Мало того. Получив, наконец, специально изготовленные для него глазные линзы, Брокау сделал ещё одно крайне неожиданное открытие – истинный облик его клиентов не имел ничего общего с их образами, хранящимися в его памяти.

«Совесть мою раскололи две глубокие трещины, и мне о них поневоле пришлось задуматься. Мои глаза. Мои уши. "Тысячи больных побывали в моей приёмной, скрипели моими кушетками, ждали эха в моей дельфийской пещере, и подумать только, какая нелепость: я никого из них не видел ясно, и так же плохо их слышал! О боже, так я, оказывается, ходил по базарам и не знал, что ношу на спине плакат "СЛЕПОЙ И ГЛУХОЙ", и люди подбегали, швыряли монеты в шляпу, которая была у меня в руках, и отбегали исцелёнными! Да, исцелёнными старым калекой! Ну разве не удивительно это, разве не странно? Как же так? Каким образом, не слыша их, я каждый раз говорил им именно то, что было нужно? Какими на самом деле были эти люди? Мне никогда этого не узнать. И ещё я подумал: в городе сотня известных психиатров, которые прекрасно видят и слышат. Но их пациенты бросаются в море во время шторма, или ночью прыгают в парках с детских горок, или связывают женщин и прижигают их тела сигарой. И пришлось признать неоспоримый факт: моя профессиональная деятельность была успешной. "Но ведь безногие не водят безногих, - протестовал мой разум, - слепые и хромые не исцеляют хромых и слепых!" Однако издалека, с галёрки моей души, какой-то голос мне ответил: "Чушь и бред! Ты, Иммануэль Брокау, гений из фаянса - треснувший, но блестящий! Твои задраенные глаза видят, твои заткнутые уши слышат! Твой расщёпленный разум исцеляет на некоем подсознательном уровне! Браво!" Но я уже не мог жить со своими совершенными несовершенствами. Не мог понять или принять это нахальное и таинственное нечто, которое сквозь преграды и завесы играло со всем миром в доктора Айболита и исцеляло. <…> И я ушёл на покой. Упаковал чемоданы, бежал в золотое забвение...

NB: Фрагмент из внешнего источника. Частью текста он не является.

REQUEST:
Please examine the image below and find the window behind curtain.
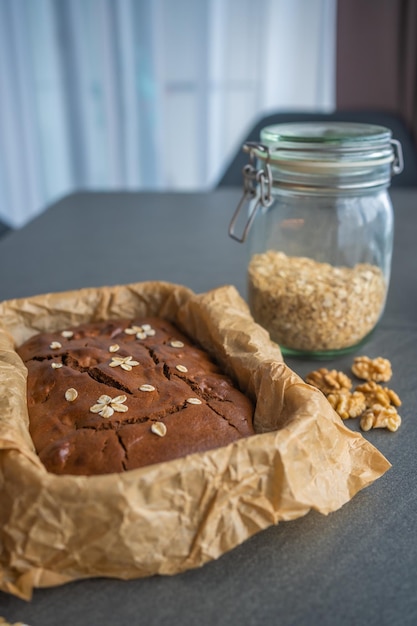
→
[0,0,336,227]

Мы ехали вдоль берега, был жаркий послеполуденный час. Я откашлялся.

- Скажите, доктор, неужели вы не будете больше практиковать?

- А я и теперь практикую.

- Но ведь вы только что сказали...

- Практикую неофициально, без приёмной и без гонорара - с этим всё кончено, - и доктор негромко рассмеялся.

- Каким образом?

- А моя рубашка! Вы же видели. И слышали.

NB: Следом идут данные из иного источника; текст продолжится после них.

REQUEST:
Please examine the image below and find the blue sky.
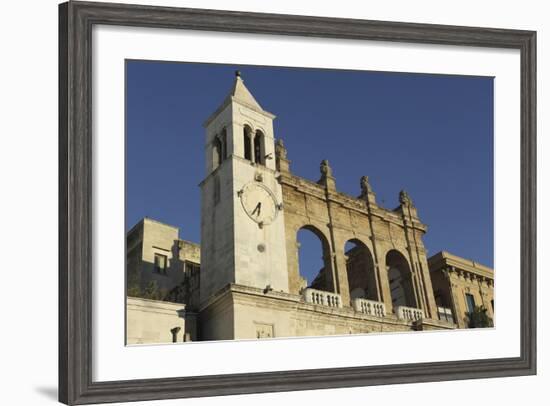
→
[126,61,493,278]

- Когда вы шли по проходу?

- Совершенно верно. Цвета. Рисунки. Тот мужчина видит одно, эта девочка - другое, тот мальчик - третье. Человек в рубашке с тестами Роршаха. Дома у меня дюжина таких рубашек. Всех цветов и узоров. Одну, перед тем как умереть, расписал для меня Джексон Поллак. Каждую я ношу день, а если получается хорошо, если ответы чёткие, быстрые, искренние, содержательные, то и неделю. Потом сбрасываю старую и надеваю новую. Десять миллиардов взглядов, десять миллиардов ответов ошеломлённых людей. Я и мои рубашки, солнце, автобус и тысяча дней впереди. Пляж ждёт. А на нём - мои дети, люди! Я хожу где и когда мне заблагорассудится, набредаю на людей, и ветер хлопает моей замечательной полотняной рубашкой, надувает её, как парус, и тянет то на север, то на юг, то на юго-запад, и я вижу, как таращатся, бегают, косятся, щурятся, изумляются человеческие глаза. И когда кто-нибудь что-нибудь говорит о моём исчерченном чернилами хлопчатобумажном флаге, я замедляю шаг. Завожу разговор. Иду некоторое время рядом. Мы вместе вглядываемся в огромный кристалл моря. В то же время я вглядываюсь искоса, украдкой, в душу собеседника. Иногда мы гуляем вместе часами, и тогда в нашем затянувшемся сеансе участвует также и погода. Обычно одного такого дня вполне достаточно, и я, ничего с него не взяв, отпускаю здоровым ни о чём не подозревавшего пациента, не знающего даже, с кем он гулял. Он уходит по сумеречному берегу к вечеру более светлому и прекрасному. А подслеповатый и плохо слышащий человек машет ему вслед, желая счастливого плаванья, и, довольный результатом, спешит домой, чтобы скорее сесть за радостный ужин. <…> Так много душ, затерявшихся во мраке. Я иду среди них... стараясь не споткнуться».